## Import modules needed

In [1]:
import torch
import torch.nn as nn
import functools
from torch.autograd import Variable
import numpy as np
import matplotlib.pyplot as plt
import torch.nn.functional as F

## Definition of basic functions

In [2]:
def weights_init(m):
    """
    This function initialize the weights of neural networks
    """
    classname = m.__class__.__name__
    if classname.find('Conv') != -1:
        nn.init.normal_(m.weight.data, 0.0, 0.02)
        if m.bias is not None:
            nn.init.constant_(m.bias.data, 0.0)
    elif classname.find('BatchNorm2d') != -1:
        nn.init.normal_(m.weight.data, 1.0, 0.02)
        nn.init.constant_(m.bias.data, 0.0)
    elif classname.find('Linear') != -1:
        nn.init.normal_(m.weight.data, 0.0, 0.02)
        if m.bias is not None:
            nn.init.constant_(m.bias.data, 0.0)
            
def get_norm_layer(norm_type='batch'):
    """
    This function initialize the normalization type of neural networks
    """
    if norm_type == 'batch':
        norm_layer = nn.BatchNorm2d
    elif norm_type == 'instance':
        norm_layer = nn.InstanceNorm2d
    elif norm_type == 'layer':
        norm_layer = nn.LayerNorm
    else:
        raise NotImplementedError('Normalization layer [%s] is not implemented' % norm_type)
    return norm_layer

def print_network(model):
    """
    This function prints the structure and the number of training parameters of neural networks
    """
    num_params = 0
    for param in model.parameters():
        num_params += param.numel()
    print(model)
    print("The number of parameters: {}".format(num_params))

In [3]:
class AdaptiveInstanceNorm2d(nn.Module):
    '''
    Cited from the "MaskGAN: Towards Diverse and Interactive Facial Image Manipulation"
    '''
    def __init__(self, num_features, eps=1e-5, momentum=0.1):
        super(AdaptiveInstanceNorm2d, self).__init__()
        self.num_features = num_features
        self.eps = eps
        self.momentum = momentum
        # weight and bias are dynamically assigned
        self.weight = None
        self.bias = None
        # just dummy buffers, not used
        self.register_buffer('running_mean', torch.zeros(num_features))
        self.register_buffer('running_var', torch.ones(num_features))

    def forward(self, x):
        assert self.weight is not None and self.bias is not None, "Please assign weight and bias before calling AdaIN!"
        b, c = x.size(0), x.size(1)
        running_mean = self.running_mean.repeat(b)
        running_var = self.running_var.repeat(b)

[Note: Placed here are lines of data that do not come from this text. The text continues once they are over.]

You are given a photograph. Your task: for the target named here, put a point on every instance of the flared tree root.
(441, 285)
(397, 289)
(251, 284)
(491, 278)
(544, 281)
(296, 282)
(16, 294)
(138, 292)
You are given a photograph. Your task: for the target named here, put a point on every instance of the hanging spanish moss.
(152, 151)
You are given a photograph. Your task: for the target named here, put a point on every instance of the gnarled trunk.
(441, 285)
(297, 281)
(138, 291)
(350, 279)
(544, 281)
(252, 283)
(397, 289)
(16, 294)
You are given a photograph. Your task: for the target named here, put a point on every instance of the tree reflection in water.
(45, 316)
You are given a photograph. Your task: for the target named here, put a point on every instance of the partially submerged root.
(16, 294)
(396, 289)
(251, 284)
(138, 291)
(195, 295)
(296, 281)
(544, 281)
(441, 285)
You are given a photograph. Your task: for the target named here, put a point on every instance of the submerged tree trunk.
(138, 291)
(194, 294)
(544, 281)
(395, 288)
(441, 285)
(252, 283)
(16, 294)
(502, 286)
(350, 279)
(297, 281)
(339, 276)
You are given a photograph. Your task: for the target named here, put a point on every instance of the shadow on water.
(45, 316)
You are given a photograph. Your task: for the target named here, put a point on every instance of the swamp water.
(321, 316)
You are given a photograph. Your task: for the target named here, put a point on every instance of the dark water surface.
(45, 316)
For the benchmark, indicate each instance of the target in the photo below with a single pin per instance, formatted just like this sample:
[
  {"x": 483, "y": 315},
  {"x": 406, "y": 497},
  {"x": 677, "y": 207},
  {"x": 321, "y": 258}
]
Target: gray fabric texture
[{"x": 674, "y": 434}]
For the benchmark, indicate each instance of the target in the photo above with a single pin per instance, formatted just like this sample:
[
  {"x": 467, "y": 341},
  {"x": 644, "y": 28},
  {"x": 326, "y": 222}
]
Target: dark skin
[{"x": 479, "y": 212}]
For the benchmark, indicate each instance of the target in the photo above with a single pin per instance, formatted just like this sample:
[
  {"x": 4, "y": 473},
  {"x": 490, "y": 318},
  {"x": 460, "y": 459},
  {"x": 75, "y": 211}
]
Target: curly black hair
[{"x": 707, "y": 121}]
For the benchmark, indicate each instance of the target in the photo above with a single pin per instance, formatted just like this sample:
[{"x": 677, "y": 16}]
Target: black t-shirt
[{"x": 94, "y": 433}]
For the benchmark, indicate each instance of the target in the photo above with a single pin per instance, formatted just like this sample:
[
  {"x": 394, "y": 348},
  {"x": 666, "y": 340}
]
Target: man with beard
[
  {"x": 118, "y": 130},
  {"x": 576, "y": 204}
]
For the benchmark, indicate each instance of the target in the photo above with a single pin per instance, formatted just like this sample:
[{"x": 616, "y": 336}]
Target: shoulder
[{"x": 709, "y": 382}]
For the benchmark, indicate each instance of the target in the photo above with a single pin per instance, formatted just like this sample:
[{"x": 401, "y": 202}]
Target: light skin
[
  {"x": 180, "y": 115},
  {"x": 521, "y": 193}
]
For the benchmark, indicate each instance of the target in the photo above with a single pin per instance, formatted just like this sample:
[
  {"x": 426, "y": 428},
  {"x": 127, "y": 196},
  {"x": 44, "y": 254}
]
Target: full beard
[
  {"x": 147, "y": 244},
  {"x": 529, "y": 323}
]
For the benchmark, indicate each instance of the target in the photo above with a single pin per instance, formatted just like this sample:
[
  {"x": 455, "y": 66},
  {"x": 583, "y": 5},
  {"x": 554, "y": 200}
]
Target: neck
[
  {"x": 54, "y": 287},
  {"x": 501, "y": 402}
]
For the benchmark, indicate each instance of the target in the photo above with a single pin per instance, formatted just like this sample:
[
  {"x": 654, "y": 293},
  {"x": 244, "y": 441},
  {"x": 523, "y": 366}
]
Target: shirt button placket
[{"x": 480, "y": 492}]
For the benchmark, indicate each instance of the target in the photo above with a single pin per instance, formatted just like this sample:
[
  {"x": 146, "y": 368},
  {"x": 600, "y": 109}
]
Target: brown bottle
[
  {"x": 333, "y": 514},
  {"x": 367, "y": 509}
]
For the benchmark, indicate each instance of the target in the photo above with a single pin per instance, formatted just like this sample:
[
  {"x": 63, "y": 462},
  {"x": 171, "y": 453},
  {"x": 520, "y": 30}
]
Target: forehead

        # Apply instance norm
        x_reshaped = x.contiguous().view(1, b * c, *x.size()[2:])

        out = F.batch_norm(
            x_reshaped, running_mean, running_var, self.weight, self.bias,
            True, self.momentum, self.eps)

        return out.view(b, c, *x.size()[2:])

    def __repr__(self):
        return self.__class__.__name__ + '(' + str(self.num_features) + ')'

In [3]:
class ConvBlock(nn.Module):
    def __init__(self, in_channels, out_channels, kernel_size, stride=1, padding=0, norm='none', activation='relu', padtype='zero'):
        super(ConvBlock, self).__init__()
        """
        Initialize the padding operation
        """
        if padtype == 'reflection':
            self.pad = nn.ReflectionPad2d(padding)
        elif padtype == 'replication':
            self.pad = nn.ReplicationPad2d(padding)
        elif padtype == 'zero':
            self.pad = nn.ZeroPad2d(padding)
        elif padtype == 'constant':
            self.pad = nn.ConstantPad2d(padding)
        else:
            assert 0, "Wrong choice of padding type!"
            
        """
        Initialize the Normalization Layer
        """
        if norm == 'Bn':
            self.norm = nn.BatchNorm2d(out_channels)
        elif norm == 'Lbn':
            self.norm = nn.LazyBatchNorm2d(out_channels)
        elif norm == 'In':
            self.norm = nn.InstanceNorm2d(out_channels)
        elif norm == 'Lin':
            self.norm = nn.LazyInstanceNorm2d(out_channels)
        elif norm == 'Adain':
            self.norm = AdaptiveInstanceNorm2d(out_channels)
        elif norm == 'none':
            self.norm = None
        else:
            assert 0, "Wrong choice of Normalization Layer!"
        
        """
        Initialize the Activation Layer
        """
        if activation == 'ReLU':
            self.activation = nn.ReLU(inplace=True)
        elif activation == 'Sigmoid':
            self.activation = nn.Sigmoid()
        elif activation == 'Tanh':
            self.activation = nn.Tanh()
        elif activation == 'Softmax':
            self.activation = nn.Softmax(dim=1)
        elif activation == 'LeakyReLU':
            self.activation = nn.LeakyReLU(0.2, inplace=True)
        elif activation == 'none':
            self.activation = None
        else:
            assert 0, "Wrong choice of Activation Layer!"
            
        self.conv = nn.Conv2d(in_channels, out_channels, kernel_size, stride, bias=True)        
        
    def forward(self, x):
        x = self.conv(self.pad(x))
        if self.norm:
            x = self.norm(x)
        if self.activation:
            x = self.activation(x)
        return x

In [4]:
class SFT(nn.Module):
    def __init__(self):
        super(SFT, self).__init__()
        self.conv1 = nn.Conv2d(64, 64, 1)
        self.conv2 = nn.Conv2d(64, 64, 1) 
        self.conv3 = nn.Conv2d(64, 64, 1)
        self.conv4 = nn.Conv2d(64, 64, 1)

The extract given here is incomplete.